Make Eco-Conscious Bookings

As you start planning your vacation, find ways to book your accommodations or modes of transportation with sustainability in mind. This could mean driving instead of flying whenever possible, or planning to bike or take mass transit to sightsee. As for accommodations, this can mean using house-share sites, like Vacasa or Innclusive, or looking for hotels that are LEED (Leadership in Energy and Environmental Design) certified, and prioritize low-emission, low-energy, and water conservation practices. You could also with a travel company, like &Beyond, that will help you find and vet sustainable options. "The most important thing to look for when choosing a travel company is transparency," says Kent, who recommends asking the company about its conservation and community initiatives upfront. "Companies that take this seriously are likely to have carried out research studies, either on their own or in partnership with other organizations." To learn more about choosing greener destinations or accommodations, consult the Global Sustainable Tourism Council, which serves as the world's international accreditation body for sustainable tourism certifications.

Support Local Communities

From where you eat to where you shop for souvenirs, do your best to support local economies and residents when you can. "One of the biggest issues for sustainable travel is ensuring that these communities are given a stake," says Kent. If you're planning your trip with a travel company, Kent suggests looking for one that shares economic and social values with local communities. "Look at whether they work with small local businesses or employ from within those communities." According to the Center for Responsible Travel's tourist guide, you should also be aware of any cultural sensitivities, such as entering sacred places or appropriate dress, of your destination. Doing a bit of research before arriving can help ensure a more peaceful visit for visitors and locals alike.

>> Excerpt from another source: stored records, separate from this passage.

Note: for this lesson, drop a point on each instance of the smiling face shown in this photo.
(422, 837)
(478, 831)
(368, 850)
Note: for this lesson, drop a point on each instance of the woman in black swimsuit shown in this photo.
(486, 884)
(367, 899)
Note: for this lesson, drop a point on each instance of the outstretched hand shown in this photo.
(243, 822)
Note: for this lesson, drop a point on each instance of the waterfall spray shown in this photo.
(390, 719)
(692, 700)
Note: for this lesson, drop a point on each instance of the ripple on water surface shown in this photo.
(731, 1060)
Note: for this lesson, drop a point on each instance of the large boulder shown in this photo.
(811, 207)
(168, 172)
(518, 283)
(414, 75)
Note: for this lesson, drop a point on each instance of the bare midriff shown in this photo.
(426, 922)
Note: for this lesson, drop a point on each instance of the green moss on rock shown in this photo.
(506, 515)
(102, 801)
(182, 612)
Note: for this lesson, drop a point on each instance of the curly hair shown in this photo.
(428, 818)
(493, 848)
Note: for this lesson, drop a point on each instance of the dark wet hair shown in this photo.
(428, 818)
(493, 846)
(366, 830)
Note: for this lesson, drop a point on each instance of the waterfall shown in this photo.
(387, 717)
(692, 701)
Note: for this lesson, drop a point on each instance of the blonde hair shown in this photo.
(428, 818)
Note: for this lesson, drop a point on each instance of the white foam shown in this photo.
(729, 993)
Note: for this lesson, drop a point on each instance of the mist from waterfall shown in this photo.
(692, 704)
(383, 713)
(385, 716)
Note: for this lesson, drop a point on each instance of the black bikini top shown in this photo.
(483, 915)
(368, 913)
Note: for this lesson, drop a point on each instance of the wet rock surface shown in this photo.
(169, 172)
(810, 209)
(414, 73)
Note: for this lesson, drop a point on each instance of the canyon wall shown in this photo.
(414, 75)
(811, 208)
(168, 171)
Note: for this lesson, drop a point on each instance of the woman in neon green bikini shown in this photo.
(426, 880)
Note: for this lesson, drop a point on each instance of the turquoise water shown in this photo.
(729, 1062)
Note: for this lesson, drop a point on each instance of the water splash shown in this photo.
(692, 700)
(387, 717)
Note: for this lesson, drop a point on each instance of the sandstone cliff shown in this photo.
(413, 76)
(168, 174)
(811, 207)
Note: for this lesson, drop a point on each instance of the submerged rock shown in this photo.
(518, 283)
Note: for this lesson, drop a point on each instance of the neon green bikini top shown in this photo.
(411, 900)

Choose the Less-Traveled Road

Especially when traveling abroad, it can be tempting to default to booking the most popular attraction tours and nature excursions. However, in many of these locations, like Peru's Machu Picchu, over-tourism can leave behind negative impacts on natural environments. In fact, UNESCO (the United Nations Educational, Scientific, and Cultural Organization) has recently considered adding Machu Picchu to its list of globally endangered heritage sites. As a more sustainable alternative, consider seeking out other forms of exploration that are either less stressful on locals and natural habitats, or actively seek to help preserve these environments. With &Beyond, for example, travelers can partake in experiences like hands-on marine conservation dives, cooking classes with locals in Nepal, and visits to largely untouched wilderness paradises like Tanzania's Katavi National Park where some of the world's largest water buffalo herds roam free. "If you want to see wild animals thriving in their original habitats, then you need to support those habitats," says Kent.

Always Pack Your Reusables

Keep a set of reusable cutlery, a spare tote bag for shopping, and a refillable water bottle in tow as you start touring your destination. According to Kent, in some countries like Kenya, you may even encounter fines for carrying or disposing of single-use plastic bags. Plus, using reusables will not only help you reduce your single-use plastic consumption, but it will also minimize trash in local communities altogether. As one classic travel saying goes: "Aim to take only memories, and leave behind only footprints."